Marty Stuart’s “Psychedelic Jam-Bo-Ree” takes a musical trip to the ’60s

Sep 21, 2019

(L to R) Kenny Vaughan, Marty Stuart, Harry Stinson, and Chris Scruggs perform backed by go-go dancers
Credit Jason Kempin / Getty Images for Country Music Hall of Fame and Museum

You know you’re in for a particularly spirited evening at the Country Music Hall of Fame when Marty Stuart and the Fabulous Superlatives tackle the Surfaris’ classic “Wipeout”  and drummer Harry Stinson plays a solo on his face.  

That was just one example of a night full of surprising and highly entertaining performances on the second night of Stuart’s  three-week run as artist-in-residence at the Hall of Fame in  Nashville. 

There’s nothing conventional about Marty Stuart and this series reaffirms that.  On this particular night, he declared it to be a “Psychedelic Jam-Bo-Ree”, essentially crafting a lava lamp of country music: free flowing, mesmerizing and colorful throughout.

How did one qualify to appear on this stage?
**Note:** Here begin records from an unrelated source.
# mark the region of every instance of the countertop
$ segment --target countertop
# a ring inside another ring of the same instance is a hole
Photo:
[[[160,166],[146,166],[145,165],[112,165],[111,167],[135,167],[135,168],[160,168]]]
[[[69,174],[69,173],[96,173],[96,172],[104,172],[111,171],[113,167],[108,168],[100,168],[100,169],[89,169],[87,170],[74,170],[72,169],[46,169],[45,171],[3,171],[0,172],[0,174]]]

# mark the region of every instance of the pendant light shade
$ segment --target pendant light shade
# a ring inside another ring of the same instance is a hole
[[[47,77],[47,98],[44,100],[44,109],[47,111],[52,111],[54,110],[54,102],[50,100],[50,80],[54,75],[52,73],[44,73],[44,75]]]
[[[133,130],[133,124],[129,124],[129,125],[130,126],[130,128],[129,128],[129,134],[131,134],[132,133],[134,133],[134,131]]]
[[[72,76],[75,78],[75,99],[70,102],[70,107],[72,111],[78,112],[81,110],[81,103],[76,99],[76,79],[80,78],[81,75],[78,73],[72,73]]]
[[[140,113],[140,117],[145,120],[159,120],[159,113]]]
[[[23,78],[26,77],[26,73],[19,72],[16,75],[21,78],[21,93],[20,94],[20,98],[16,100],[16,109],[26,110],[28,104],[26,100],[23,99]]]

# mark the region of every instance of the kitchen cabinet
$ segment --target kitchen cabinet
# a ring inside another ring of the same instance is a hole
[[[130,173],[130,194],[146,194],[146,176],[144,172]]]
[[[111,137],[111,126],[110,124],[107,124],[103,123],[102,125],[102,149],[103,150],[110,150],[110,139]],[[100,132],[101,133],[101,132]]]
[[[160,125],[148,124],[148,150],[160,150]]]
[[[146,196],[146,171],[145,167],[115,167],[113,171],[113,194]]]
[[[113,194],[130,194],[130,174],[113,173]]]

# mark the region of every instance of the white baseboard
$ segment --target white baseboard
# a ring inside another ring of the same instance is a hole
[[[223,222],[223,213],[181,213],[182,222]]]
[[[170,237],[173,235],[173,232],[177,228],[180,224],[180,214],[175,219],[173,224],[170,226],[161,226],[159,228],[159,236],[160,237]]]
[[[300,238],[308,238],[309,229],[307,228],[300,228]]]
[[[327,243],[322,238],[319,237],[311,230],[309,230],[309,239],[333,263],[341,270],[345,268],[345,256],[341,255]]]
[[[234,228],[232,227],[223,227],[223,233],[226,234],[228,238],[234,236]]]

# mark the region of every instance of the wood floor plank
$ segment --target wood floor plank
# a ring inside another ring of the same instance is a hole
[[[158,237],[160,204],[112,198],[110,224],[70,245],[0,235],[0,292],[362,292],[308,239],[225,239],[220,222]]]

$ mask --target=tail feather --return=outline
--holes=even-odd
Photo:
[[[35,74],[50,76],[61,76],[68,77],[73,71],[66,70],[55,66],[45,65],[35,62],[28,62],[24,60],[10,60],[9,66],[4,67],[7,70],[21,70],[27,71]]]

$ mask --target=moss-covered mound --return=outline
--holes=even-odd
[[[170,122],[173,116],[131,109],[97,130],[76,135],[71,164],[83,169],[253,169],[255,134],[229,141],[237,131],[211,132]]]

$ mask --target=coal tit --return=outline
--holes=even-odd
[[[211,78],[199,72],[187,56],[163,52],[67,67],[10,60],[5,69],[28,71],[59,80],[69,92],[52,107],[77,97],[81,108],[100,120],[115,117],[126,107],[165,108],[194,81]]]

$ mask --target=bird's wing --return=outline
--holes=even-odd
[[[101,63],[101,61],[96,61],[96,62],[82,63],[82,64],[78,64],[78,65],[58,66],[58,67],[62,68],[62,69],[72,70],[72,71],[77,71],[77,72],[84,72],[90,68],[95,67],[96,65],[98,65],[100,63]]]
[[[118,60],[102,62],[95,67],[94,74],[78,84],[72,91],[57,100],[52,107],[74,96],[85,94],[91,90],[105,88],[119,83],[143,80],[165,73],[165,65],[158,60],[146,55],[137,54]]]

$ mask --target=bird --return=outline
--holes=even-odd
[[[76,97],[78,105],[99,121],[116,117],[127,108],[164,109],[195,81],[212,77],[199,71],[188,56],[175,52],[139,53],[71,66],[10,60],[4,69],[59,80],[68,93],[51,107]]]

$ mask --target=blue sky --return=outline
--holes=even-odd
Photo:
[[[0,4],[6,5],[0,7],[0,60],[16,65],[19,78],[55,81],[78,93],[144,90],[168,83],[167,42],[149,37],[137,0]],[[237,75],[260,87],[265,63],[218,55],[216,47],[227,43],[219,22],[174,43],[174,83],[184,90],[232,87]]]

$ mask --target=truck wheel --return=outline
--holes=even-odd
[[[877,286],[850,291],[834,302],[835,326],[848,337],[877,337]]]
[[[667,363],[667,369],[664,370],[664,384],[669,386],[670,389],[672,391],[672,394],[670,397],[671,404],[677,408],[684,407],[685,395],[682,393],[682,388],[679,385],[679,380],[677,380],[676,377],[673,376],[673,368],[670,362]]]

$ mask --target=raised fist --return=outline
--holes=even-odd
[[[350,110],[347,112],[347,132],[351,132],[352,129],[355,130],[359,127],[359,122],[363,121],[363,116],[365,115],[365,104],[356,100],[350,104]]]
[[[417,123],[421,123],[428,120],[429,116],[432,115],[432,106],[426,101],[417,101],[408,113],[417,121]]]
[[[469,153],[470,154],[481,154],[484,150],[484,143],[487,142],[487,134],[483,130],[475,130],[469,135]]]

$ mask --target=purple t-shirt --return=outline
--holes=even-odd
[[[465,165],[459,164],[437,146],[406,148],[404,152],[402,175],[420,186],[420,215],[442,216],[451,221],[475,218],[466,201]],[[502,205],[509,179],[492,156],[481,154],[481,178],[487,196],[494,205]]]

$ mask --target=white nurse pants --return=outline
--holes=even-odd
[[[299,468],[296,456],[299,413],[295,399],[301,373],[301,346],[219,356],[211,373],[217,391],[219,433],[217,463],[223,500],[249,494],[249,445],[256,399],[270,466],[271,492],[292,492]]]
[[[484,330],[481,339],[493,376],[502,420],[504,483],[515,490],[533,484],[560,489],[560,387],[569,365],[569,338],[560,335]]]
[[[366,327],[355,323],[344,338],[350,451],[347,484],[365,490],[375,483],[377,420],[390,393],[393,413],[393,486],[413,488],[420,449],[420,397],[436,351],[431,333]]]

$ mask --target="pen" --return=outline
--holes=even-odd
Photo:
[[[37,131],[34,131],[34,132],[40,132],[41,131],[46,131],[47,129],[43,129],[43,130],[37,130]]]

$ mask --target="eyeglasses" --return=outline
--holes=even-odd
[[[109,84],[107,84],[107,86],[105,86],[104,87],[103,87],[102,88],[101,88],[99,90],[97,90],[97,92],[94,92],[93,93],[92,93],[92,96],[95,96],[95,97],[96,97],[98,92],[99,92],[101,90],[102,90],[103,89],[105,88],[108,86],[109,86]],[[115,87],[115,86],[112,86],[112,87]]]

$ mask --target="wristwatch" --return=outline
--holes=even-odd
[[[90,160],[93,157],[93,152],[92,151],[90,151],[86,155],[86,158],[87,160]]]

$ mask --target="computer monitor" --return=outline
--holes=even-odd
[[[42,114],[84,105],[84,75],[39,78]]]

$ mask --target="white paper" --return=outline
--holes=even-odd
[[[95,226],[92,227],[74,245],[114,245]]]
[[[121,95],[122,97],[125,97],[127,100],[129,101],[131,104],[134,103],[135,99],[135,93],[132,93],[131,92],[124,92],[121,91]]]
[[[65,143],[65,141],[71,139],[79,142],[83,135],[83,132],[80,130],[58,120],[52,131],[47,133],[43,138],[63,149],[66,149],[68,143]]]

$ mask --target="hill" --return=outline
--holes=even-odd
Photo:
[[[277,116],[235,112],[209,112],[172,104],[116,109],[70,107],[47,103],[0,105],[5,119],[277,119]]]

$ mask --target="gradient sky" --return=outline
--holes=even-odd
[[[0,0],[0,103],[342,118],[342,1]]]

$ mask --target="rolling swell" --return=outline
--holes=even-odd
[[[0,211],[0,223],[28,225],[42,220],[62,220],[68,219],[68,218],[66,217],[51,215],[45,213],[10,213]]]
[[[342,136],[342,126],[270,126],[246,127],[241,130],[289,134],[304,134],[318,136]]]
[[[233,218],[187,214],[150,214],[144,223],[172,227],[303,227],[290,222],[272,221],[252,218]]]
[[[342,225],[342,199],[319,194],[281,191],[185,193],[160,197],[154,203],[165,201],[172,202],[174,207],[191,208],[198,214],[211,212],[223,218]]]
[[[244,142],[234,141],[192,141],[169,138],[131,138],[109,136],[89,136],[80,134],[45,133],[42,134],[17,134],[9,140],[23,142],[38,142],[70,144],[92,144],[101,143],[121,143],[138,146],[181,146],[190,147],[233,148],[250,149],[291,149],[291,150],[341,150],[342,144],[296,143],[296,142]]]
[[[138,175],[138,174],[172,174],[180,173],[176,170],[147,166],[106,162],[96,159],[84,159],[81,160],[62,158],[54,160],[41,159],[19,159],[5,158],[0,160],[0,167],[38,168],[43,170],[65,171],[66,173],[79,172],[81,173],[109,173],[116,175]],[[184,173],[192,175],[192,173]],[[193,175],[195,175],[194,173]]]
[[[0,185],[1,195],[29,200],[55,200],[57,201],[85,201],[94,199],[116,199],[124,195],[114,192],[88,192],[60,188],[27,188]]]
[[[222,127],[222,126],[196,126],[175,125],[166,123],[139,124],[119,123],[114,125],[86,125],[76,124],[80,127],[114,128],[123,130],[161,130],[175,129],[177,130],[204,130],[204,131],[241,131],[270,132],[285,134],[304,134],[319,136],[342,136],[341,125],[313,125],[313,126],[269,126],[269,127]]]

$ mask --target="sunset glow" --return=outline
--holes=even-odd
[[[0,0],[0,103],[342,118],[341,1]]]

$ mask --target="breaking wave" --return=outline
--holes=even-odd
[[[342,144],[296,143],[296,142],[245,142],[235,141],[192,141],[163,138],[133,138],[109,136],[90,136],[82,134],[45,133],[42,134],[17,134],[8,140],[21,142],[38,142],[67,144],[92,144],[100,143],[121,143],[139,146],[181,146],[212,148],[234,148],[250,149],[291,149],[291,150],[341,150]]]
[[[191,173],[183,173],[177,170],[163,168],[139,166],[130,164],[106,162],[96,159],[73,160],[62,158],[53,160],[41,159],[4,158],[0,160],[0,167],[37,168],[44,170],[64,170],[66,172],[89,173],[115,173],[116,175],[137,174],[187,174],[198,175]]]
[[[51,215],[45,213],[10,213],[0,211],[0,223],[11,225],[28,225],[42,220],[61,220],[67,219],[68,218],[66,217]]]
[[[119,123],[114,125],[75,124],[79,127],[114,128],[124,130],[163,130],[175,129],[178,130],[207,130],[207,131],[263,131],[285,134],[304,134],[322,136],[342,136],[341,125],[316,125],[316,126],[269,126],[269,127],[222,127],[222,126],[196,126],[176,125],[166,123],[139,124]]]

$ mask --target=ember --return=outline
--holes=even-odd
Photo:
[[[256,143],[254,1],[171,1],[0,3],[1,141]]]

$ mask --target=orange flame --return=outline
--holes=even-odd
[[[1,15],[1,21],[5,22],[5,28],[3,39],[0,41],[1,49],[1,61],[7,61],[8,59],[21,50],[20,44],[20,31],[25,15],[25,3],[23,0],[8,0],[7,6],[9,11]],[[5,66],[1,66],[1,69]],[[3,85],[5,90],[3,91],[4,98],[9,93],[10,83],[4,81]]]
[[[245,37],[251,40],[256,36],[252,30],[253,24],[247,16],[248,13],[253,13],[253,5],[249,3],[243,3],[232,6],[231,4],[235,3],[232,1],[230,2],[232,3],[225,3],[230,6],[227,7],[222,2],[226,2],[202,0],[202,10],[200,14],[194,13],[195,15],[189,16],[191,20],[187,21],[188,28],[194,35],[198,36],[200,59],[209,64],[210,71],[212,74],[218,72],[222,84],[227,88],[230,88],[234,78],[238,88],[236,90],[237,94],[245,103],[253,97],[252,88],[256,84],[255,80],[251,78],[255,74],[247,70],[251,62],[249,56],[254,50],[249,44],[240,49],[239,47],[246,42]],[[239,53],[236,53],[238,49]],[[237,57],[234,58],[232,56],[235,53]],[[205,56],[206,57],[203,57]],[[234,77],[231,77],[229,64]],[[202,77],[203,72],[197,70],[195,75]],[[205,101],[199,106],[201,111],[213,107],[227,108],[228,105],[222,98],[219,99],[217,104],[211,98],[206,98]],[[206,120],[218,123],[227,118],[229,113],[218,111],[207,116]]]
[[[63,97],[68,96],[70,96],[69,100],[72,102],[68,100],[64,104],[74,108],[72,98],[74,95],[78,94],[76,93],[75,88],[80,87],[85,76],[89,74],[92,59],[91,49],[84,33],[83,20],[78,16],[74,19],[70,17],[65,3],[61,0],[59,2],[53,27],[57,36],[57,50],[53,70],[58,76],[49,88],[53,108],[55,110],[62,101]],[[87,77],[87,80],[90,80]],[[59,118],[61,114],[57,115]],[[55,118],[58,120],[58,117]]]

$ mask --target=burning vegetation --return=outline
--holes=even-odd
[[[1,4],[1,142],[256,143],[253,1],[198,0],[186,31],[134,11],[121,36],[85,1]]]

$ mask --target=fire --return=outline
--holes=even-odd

Stuart explained that every guest had to meet three criteria. They would have to come from the ‘60s, wear rhinestones and have a personal relationship with Jesus. That led to some pretty exclusive company, including the Old Crow Medicine ShowConnie Smith, Buck Trent, Jim Lauderdale and two members of the Byrds.

Stuart, who is on every PBS station in America this week as a particularly thoughtful commentator on Ken Burns’ Country Music documentary,  skillfully curated his own show, bringing the audience back to the look, sounds and vibe of the ‘60s.

Highlight included Stuart’s performance of “Six White Horses, a top five country hit for Tommy Cash in 1969.  Written by Larry Murray, the song mourns the passing of John F. Kennedy, Dr. Martin Luther King Jr. and Bobby Kennedy.

Early on, Stuart recalled how much he treasured watching Porter Wagner’s TV show in the ‘60s with his father. He then introduced former Wagon Master Trent, who performed with great joy, and showcasing both jokes and suit coat lining from the ‘60s.

And what would the 60s have been without drugs? (Probably the ‘50s) Charlie Worsham’s  performance with Old Crow Medicine Show of his “I Hope I’m Stoned When Jesus Calls Me Home” was particularly apt.

Roger McGuinn and Marty Stuart
Credit Jason Kempin / Getty Images for Country Music Hall of Fame and Museum

The evening came to a stirring close with Roger McGuinn and Chris Hillman joining the Superlatives for a mini-set of Byrds classics, including Bob Dylan’s “Mr. Tambourine Man, Pete Seeger’s “Turn Turn Turn,” Gene Clark’s “I’ll Feel A Whole Lot Better”  and Chris Hillman’s “Have You Seen  Her Face,” which he told the audience was inspired by a blind date that David Crosby had set up for him.

It’s the third time we’ve seen the Byrds-Superlatives connection in the past year, including Marty Stuart’s Late Night Jam and the Ryman performance on the “Sweethearts of the Radio” tour, but no complaints. In truth, the Superlatives are a better band than the Byrds ever were and every performance was transcendent.

Marty Stuart’s third and final performance of his residency, comes next Wednesday, September 25th, with special guests John PrineBrandy Clark, Dallas Frazier, and Doug Kershaw. Tickets are still available from the Country Music Hall of Fame.